Al quitarse la ropa sin haberse tomado el tiempo para el reconocimiento de la dignidad propia y ajena, al otro se le cosifica…
Pensemos en lo siguiente: si una pareja de novios se conceden el equivocado derecho a sostener relaciones sexuales como preámbulo al verdadero conocimiento, corren el peligro de limitar las posibilidades de poder saber realmente ante quien se encuentran; esto porque el sexo, lo he afirmado en otros momentos, tiene capacidad para devaluar a la otra persona haciendo que el lente por el que se le mira y evalúa sea el eminentemente erótico-sexual. Dicho de otra manera: al quitarse la ropa sin haberse tomado el tiempo para el reconocimiento de la dignidad propia y ajena, al otro se le cosifica (se le convierte en una cosa) y se le considera peligrosamente como una fuente de placer y no alguien digno de ser amado por sí mismo. De este modo el sexo se vuelve un fin en sí mismo y se cree que el ejercicio óptimo de la genitalidad es referente exclusivo para la elección esponsal.

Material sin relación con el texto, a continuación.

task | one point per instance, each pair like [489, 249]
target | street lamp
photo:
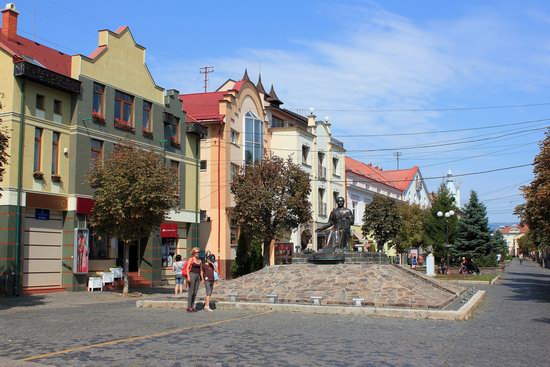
[447, 215]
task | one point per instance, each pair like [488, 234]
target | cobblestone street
[511, 328]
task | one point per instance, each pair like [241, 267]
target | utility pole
[206, 70]
[397, 155]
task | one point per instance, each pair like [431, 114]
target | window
[37, 149]
[40, 102]
[254, 135]
[305, 154]
[234, 232]
[97, 150]
[147, 107]
[175, 165]
[234, 137]
[234, 171]
[168, 250]
[40, 106]
[335, 162]
[55, 153]
[175, 132]
[57, 111]
[124, 105]
[99, 94]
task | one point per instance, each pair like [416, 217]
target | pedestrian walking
[208, 274]
[193, 278]
[177, 267]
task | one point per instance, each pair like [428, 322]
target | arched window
[254, 136]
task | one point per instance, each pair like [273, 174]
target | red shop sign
[169, 230]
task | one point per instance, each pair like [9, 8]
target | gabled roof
[367, 171]
[202, 106]
[402, 178]
[38, 54]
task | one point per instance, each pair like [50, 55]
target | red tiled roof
[508, 229]
[367, 171]
[402, 178]
[51, 59]
[397, 179]
[202, 106]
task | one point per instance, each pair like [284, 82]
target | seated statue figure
[340, 220]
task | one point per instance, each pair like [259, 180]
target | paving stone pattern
[379, 285]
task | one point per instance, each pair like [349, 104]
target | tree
[4, 142]
[473, 235]
[383, 220]
[271, 198]
[535, 212]
[435, 233]
[134, 191]
[411, 233]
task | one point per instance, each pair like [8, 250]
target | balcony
[322, 173]
[323, 209]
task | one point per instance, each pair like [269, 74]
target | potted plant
[98, 117]
[38, 175]
[174, 142]
[147, 133]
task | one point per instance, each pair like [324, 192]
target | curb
[464, 313]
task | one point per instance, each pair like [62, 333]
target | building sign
[81, 251]
[42, 214]
[169, 230]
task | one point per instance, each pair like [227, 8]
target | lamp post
[447, 215]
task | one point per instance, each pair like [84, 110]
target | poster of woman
[81, 251]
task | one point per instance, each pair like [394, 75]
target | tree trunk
[126, 263]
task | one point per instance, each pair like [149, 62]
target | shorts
[209, 287]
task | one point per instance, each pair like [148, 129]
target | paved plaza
[379, 285]
[511, 328]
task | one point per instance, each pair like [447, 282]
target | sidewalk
[75, 299]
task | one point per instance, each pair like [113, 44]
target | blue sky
[353, 61]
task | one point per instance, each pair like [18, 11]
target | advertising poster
[81, 251]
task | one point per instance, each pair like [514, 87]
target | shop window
[168, 250]
[99, 247]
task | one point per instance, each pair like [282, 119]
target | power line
[430, 109]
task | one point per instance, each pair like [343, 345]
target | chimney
[9, 22]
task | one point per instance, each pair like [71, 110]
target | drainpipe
[219, 191]
[19, 189]
[197, 219]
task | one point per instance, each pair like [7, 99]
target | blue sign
[42, 214]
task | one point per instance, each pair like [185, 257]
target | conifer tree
[435, 228]
[473, 234]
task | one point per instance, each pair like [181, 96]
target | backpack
[184, 270]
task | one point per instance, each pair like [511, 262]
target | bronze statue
[340, 220]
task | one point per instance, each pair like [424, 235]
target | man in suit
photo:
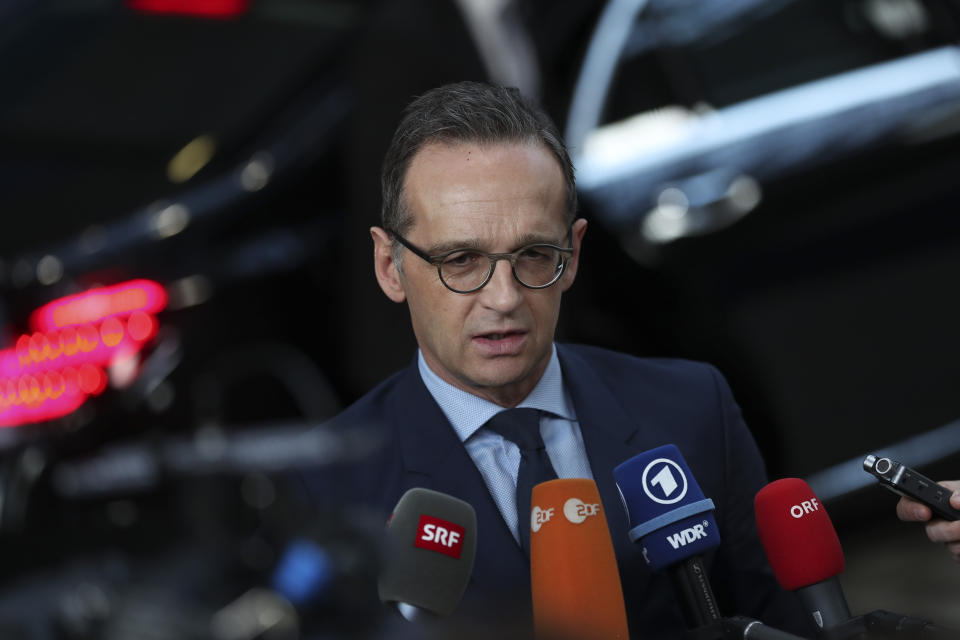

El peligro de la desnudez física consiste en el arropamiento moral y humano, es decir, ya no importará mucho con quien se tiene relaciones sexuales sino quién es capaz de otorgar más placer venéreo. La bondad pasa a un segundo plano pues lo ético deja su espacio a lo estético. Al colocar la cama (entiéndase sexo) sobre la base de la relación y no como cúspide de ella (entiéndase amor esponsal) lleva a que las emociones primen sobre las razones y que se considere a la otra persona como un medio para alcanzar un fin que no es otra cosa que la fricción o el deleite que proporciona.
La bondad pasa a un segundo plano pues lo ético deja su espacio a lo estético.
El verdadero conocimiento de lo que la otra persona es debe conducir al reconocimiento de su valor en sí misma, de su dignidad, de su sacralidad y de ser don para quien ha de constituirse en cónyuge para siempre. Contrario a lo que muchos “estudios” modernos de psicología pretenden hacernos creer, el sexo, en manos de adolescentes inexpertos suele convertirse en un arriesgado juego que termina lastimando profundamente a quienes en él participan. La prisa por “conocer” la persona ideal, el amor de su vida, no ha hecho otra cosa que llevar a los jóvenes a participar de una especie de fiesta de altas cortes en la que los participantes solían llevar máscaras y sólo se dejaban llevar por una especie de “instinto feromonal” (que hoy llamamos química) para llegar a una, muchas veces, indiscriminada práctica sexual.
La verdadera desnudez no es la que se da mediante el despojo de la ropa, sino la que nos lleva a ser y no simplemente parecer ante los demás; aquella que nos permite una comunión afectiva aun en medio de las miserias de las que estamos revestidos. Para que esa otra pueda y deba darse, es necesario haber conocido mucho a quien Dios nos ha puesto delante y no dejar que pretenda entrar al corazón por el lugar equivocado.
Para que esto pueda darse, la naturaleza, la costumbre, las leyes de Dios han establecido un tiempo en el que “con ropa” los futuros esposos puedan llegar a saber realmente con quienes quieren compartir sus vidas y no tengan que lamentar el hecho de descubrir que vestidos no soportan a quienes desnudos les desquician.